Qu’est-ce qui, selon vous, motive les talents à rejoindre votre équipe ?

Le côté auteure, compositrice, interprète peut intéresser des talents qui sont dans une démarche de compo ou de texte. Donc ils veulent des tuyaux ou, pourquoi pas, des collabs [collaborations], parce qu’ils savent que ça peut m’arriver d’en faire. Parfois, une fois les auditions à l’aveugle passées, on leur demande quelles étaient leurs intentions de vote avant leur passage. Et là, on se rend compte que certains qui voulaient clairement venir « chez moi » sont venus « chez moi ». Mais

j’en ai aussi récupéré alors que j’étais leur troisième ou dernier choix, comme Priska la saison dernière. Là, on se dit qu’on a bien fait notre boulot pour les convaincre. Ils y vont au feeling. En rejoignant mon équipe, ils cherchent peut-être aussi l’expérience. Il faut bien que ça serve à quelque chose d’être la plus vieille (elle sourit).

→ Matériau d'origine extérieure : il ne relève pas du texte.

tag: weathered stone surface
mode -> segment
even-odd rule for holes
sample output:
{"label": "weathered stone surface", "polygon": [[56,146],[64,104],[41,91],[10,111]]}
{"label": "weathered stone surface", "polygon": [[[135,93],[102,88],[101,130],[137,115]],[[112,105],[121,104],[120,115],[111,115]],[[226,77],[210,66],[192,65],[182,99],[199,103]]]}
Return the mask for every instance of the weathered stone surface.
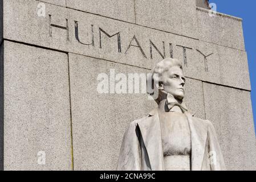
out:
{"label": "weathered stone surface", "polygon": [[[229,72],[227,75],[221,72],[221,64],[225,58],[222,56],[225,55],[221,53],[219,56],[218,52],[225,49],[224,47],[218,47],[193,39],[49,4],[46,5],[48,16],[38,17],[33,8],[37,5],[36,1],[27,1],[25,3],[21,0],[5,2],[6,10],[15,10],[5,14],[4,28],[8,30],[5,31],[6,39],[147,69],[151,69],[165,55],[166,57],[173,56],[183,61],[187,77],[250,89],[248,82],[241,83],[233,78],[237,73]],[[27,11],[19,11],[19,9]],[[51,15],[52,24],[65,27],[67,18],[68,34],[66,30],[50,27],[49,14]],[[77,21],[77,24],[75,21]],[[76,39],[76,24],[78,27]],[[112,38],[108,36],[114,35]],[[187,47],[185,48],[185,53],[182,47]],[[238,52],[243,54],[243,52]],[[205,61],[207,67],[205,64],[205,56],[208,56]],[[234,64],[233,61],[229,58],[225,61],[225,64]],[[243,59],[240,67],[247,67],[245,60]],[[224,75],[223,81],[221,74]]]}
{"label": "weathered stone surface", "polygon": [[116,74],[148,71],[72,53],[69,61],[74,169],[115,169],[126,127],[156,104],[145,94],[99,93],[97,77],[110,69]]}
{"label": "weathered stone surface", "polygon": [[197,10],[200,40],[245,50],[241,19],[221,13],[210,16],[209,10]]}
{"label": "weathered stone surface", "polygon": [[67,7],[135,23],[134,0],[67,0]]}
{"label": "weathered stone surface", "polygon": [[67,55],[8,41],[4,49],[4,169],[71,169]]}
{"label": "weathered stone surface", "polygon": [[250,93],[204,83],[205,113],[213,123],[229,170],[255,170]]}
{"label": "weathered stone surface", "polygon": [[40,3],[41,2],[44,2],[51,3],[52,5],[66,7],[66,0],[40,0],[40,1],[39,1],[39,2],[38,2],[38,3]]}
{"label": "weathered stone surface", "polygon": [[197,38],[196,1],[135,1],[136,23]]}
{"label": "weathered stone surface", "polygon": [[218,47],[221,83],[235,88],[251,90],[246,52]]}
{"label": "weathered stone surface", "polygon": [[205,119],[205,108],[202,81],[186,78],[184,101],[194,116]]}
{"label": "weathered stone surface", "polygon": [[203,7],[206,9],[209,9],[209,2],[208,0],[196,0],[197,7]]}
{"label": "weathered stone surface", "polygon": [[[149,71],[72,53],[69,61],[74,169],[115,169],[127,127],[157,105],[145,94],[100,94],[97,77],[109,75],[110,69],[116,74]],[[202,83],[189,78],[186,82],[186,104],[196,116],[204,117]]]}
{"label": "weathered stone surface", "polygon": [[0,1],[0,42],[2,43],[3,40],[3,1]]}

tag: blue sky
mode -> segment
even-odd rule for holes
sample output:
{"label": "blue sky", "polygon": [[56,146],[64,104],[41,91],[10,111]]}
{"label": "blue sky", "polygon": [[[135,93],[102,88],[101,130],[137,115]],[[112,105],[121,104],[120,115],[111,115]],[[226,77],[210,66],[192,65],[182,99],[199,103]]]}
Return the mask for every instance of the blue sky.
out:
{"label": "blue sky", "polygon": [[256,130],[256,1],[255,0],[210,0],[217,5],[217,11],[243,19],[245,48],[248,56],[251,85],[251,101],[254,127]]}

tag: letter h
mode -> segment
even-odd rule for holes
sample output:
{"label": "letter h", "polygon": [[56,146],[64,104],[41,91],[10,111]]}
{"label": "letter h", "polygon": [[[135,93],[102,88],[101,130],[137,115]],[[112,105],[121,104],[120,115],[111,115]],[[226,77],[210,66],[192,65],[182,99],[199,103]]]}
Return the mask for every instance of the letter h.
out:
{"label": "letter h", "polygon": [[70,35],[68,32],[68,20],[67,19],[66,19],[66,27],[63,27],[51,23],[51,15],[49,15],[49,32],[50,37],[52,37],[52,32],[51,30],[52,27],[66,30],[67,31],[67,40],[70,40]]}

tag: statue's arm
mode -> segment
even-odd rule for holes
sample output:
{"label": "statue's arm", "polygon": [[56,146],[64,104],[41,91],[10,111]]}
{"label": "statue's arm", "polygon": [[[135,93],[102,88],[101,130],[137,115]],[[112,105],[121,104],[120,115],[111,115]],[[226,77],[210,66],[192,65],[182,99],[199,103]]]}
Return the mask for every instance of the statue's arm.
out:
{"label": "statue's arm", "polygon": [[213,124],[208,121],[208,139],[210,166],[212,171],[226,170],[224,159],[217,135]]}
{"label": "statue's arm", "polygon": [[140,171],[141,151],[138,139],[139,126],[136,121],[132,122],[124,133],[121,146],[117,170]]}

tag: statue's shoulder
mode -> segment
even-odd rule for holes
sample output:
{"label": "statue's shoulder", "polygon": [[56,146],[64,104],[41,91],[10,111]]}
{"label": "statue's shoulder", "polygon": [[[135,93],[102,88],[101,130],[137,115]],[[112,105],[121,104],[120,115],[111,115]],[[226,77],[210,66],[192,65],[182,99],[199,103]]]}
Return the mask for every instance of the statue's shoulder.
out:
{"label": "statue's shoulder", "polygon": [[192,117],[192,118],[193,118],[193,121],[196,122],[203,123],[207,126],[209,126],[209,125],[212,126],[213,125],[212,122],[208,119],[204,119],[197,118],[194,116]]}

En novembre, vous receviez un prix de la Sacem pour l’ensemble de votre carrière. Dans votre discours, vous avez déclaré : « Trente ans de showbiz, ça use, ça abuse et ça désabuse aussi. » Le public peut avoir une image de vous « zen » et forte, ce n’est pas si simple ?

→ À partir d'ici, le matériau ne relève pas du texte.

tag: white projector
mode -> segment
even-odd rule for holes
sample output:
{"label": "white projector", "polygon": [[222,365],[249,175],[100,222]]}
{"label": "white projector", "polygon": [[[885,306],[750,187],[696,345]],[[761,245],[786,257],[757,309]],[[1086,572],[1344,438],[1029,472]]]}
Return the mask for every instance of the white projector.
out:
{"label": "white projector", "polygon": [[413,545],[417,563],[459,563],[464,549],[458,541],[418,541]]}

La politesse avec laquelle je me présente aux gens est une chose. Je laisse mes « trucs » chez moi. Et puis il y a mon travail, qui en dit plus sur moi que sur les télés que je fais. Cela dit les doutes, que l’on n’échappe pas à l’époque à laquelle on vit, la dépression parfois, les chagrins… J’ai la chance de pouvoir exprimer tout cela, je n’ai pas non plus besoin d’en faire trois tomes en mode « Je suis dépressive, je vous le dis ». C’est une question d’éducation, j’essaie d’avoir une pudeur par rapport à ça.

Le showbiz, c’est usant ?

Bien sûr que c’est usant. Par exemple, j’avais une conviction sur un titre comme Speed, j’avais l’intuition que ça allait marcher. J’ai défendu cette chanson huit mois et pendant huit mois mon label n’était pas d’accord avec moi et ne voulait pas la sortir [le morceau finalement exploité en single en 2018 a atteint la deuxième place des meilleures ventes].

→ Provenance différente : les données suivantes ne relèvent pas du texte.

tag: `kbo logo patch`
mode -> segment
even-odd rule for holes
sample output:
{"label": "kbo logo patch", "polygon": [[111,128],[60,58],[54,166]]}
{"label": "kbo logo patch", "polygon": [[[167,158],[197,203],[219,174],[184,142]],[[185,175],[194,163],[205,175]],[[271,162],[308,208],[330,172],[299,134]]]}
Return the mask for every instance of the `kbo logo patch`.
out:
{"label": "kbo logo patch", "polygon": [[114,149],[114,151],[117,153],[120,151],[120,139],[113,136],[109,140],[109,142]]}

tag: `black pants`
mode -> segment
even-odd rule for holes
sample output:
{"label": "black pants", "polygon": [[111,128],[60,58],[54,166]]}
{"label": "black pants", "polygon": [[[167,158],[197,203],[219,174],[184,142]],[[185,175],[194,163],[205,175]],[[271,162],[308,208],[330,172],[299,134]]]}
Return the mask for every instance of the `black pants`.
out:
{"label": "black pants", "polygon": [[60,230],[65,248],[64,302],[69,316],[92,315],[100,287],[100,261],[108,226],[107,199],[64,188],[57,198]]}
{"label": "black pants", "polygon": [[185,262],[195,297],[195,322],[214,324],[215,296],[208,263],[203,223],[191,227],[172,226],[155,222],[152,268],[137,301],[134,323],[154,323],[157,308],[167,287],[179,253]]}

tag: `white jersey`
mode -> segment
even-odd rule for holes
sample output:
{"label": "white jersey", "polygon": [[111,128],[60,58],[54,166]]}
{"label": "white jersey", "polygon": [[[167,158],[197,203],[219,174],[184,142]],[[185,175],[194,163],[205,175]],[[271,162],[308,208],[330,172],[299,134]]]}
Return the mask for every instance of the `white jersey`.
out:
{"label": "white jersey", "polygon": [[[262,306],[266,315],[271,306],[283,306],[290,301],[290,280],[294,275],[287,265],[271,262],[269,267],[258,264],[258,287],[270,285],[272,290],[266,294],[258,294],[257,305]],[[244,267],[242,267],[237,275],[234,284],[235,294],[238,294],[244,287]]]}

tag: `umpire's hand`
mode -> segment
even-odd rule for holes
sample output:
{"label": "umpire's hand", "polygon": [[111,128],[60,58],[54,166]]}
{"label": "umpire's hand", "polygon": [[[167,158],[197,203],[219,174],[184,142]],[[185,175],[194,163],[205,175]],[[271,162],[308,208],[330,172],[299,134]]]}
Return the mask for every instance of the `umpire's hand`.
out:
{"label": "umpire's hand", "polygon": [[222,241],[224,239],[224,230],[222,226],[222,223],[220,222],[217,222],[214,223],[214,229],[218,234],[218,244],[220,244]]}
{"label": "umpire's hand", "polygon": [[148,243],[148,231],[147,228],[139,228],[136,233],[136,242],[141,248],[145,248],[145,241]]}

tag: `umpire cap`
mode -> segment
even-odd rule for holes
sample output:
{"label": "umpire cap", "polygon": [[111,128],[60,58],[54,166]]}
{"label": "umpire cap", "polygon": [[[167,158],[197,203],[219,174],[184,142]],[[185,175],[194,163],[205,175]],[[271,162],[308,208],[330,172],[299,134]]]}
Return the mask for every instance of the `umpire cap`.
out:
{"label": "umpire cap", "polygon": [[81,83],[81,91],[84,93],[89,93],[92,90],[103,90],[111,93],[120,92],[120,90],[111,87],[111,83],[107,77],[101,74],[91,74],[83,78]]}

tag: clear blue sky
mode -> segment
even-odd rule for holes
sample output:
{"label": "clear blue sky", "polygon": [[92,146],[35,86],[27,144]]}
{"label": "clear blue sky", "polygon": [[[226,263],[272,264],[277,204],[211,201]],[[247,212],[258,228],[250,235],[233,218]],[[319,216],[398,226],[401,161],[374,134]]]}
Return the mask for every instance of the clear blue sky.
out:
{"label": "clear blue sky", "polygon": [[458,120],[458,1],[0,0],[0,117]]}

« En changeant de label, on recommence à zéro. J’ai encore des gens de mon nouveau label qui viennent me voir et me disent : « En fait, t’es vachement rock ! » Parce qu’ils ne connaissaient que Je suis un homme, Rue de la paix… Alors oui, ils ont dû louper deux ou trois trucs (rires). »

Je ne peux pas leur en vouloir parce que quand on a mon âge, presque 60 ans, il y a forcément des gens de 20 ou 25 ans qui travaillent avec vous. C’est usant aussi en tant que femme, par rapport à cette société qui reste machiste, et c’est très isolant. Rencontrer quelqu’un quand vous gagnez plus que lui… C’est un exemple cliché mais, quand on est au restaurant et que c’est à moi qu’on fait goûter le vin, ça peut agacer quelques hommes (rires). C’est compliqué, il y a beaucoup de solitude dans mon métier et mon âge. D’où l’importance de souhaiter les moments heureux.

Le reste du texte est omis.